The American Center for Law and Justice, which represents 23 of the groups on the IRS' target list, said the new documents appears to be "the most powerful evidence yet of a coordinated effort" by the federal agency to target conservative groups.
"The political motivations of this are so patently obvious, but then to have a document that spells it out like this is very damaging to the IRS," Jay Sekulow, chief counsel for the ACLJ, told USA Today. "I hope the FBI has seen these documents."
Five groups in total were flagged for having “anti-Obama” rhetoric on their applications or websites. At least one of those groups was granted tax-exempt status in 2012.
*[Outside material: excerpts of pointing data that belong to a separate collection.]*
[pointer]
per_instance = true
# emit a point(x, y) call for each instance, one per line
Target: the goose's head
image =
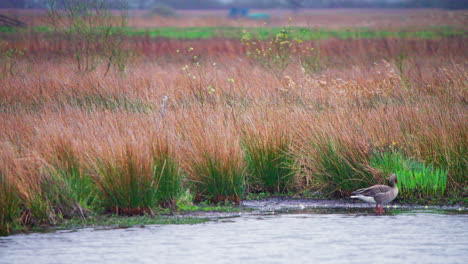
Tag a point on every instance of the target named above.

Three groups were flagged for being connected to Republican politicians including former Alaska Gov. Sarah Palin, New Jersey Gov. Chris Christie and former Speaker of the House Newt Gingrich.
At least one progressive group was flagged for having “anti-[Texas Republican Gov.] Rick Perry” rhetoric on its applications or website. That group received tax exempt status in September 2012.
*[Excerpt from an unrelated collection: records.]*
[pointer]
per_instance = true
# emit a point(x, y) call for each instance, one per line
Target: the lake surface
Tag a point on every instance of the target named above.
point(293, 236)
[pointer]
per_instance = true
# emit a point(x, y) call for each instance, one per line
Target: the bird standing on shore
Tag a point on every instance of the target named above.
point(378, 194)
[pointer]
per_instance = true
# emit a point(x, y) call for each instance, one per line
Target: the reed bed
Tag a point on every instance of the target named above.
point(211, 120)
It also appears that conservative groups were singled out by the IRS because “they were likely to attract media attention," according to a report by House Oversight and Government Reform Committee Chairman Rep. Darrell Issa (R-Calif.).
The interim report, which was released on Tuesday by House investigators, does not show that IRS agents were specifically ordered by politicians to target conservative groups. But the report suggests the IRS may have been inspired by anti-conservative rhetoric from certain politicians and the media.
“As prominent politicians publicly urged the IRS to take action on tax-exempt groups engaged in legal campaign intervention activities, the IRS treated tea party applications differently,” the report states. “Applications filed by tea party groups were identified and grouped due to media attention surrounding the existence of the Tea Party in general.”
Special investigators claim media coverage of conservative groups inspired the political targeting.
“It was my understanding that the reason they were identified is because they were likely to attract media attention,” one of the employees in the exempt organizations division told investigators.
Left-leaning groups were usually approved quickly for tax-exempt status, investigators said. Certain conservative groups, on the other hand, are still awaiting approval.
“Despite repeated attempts to conflate the issues and downplay the IRS’s treatment of conservative-oriented applications, the facts are clear that the IRS systematically processed conservative-oriented applications in a wholly disparate and unique manner,” the investigators concluded. “The treatment received by Tea Party applicants was unprecedented for tax-exempt applicants engaged in political activity.”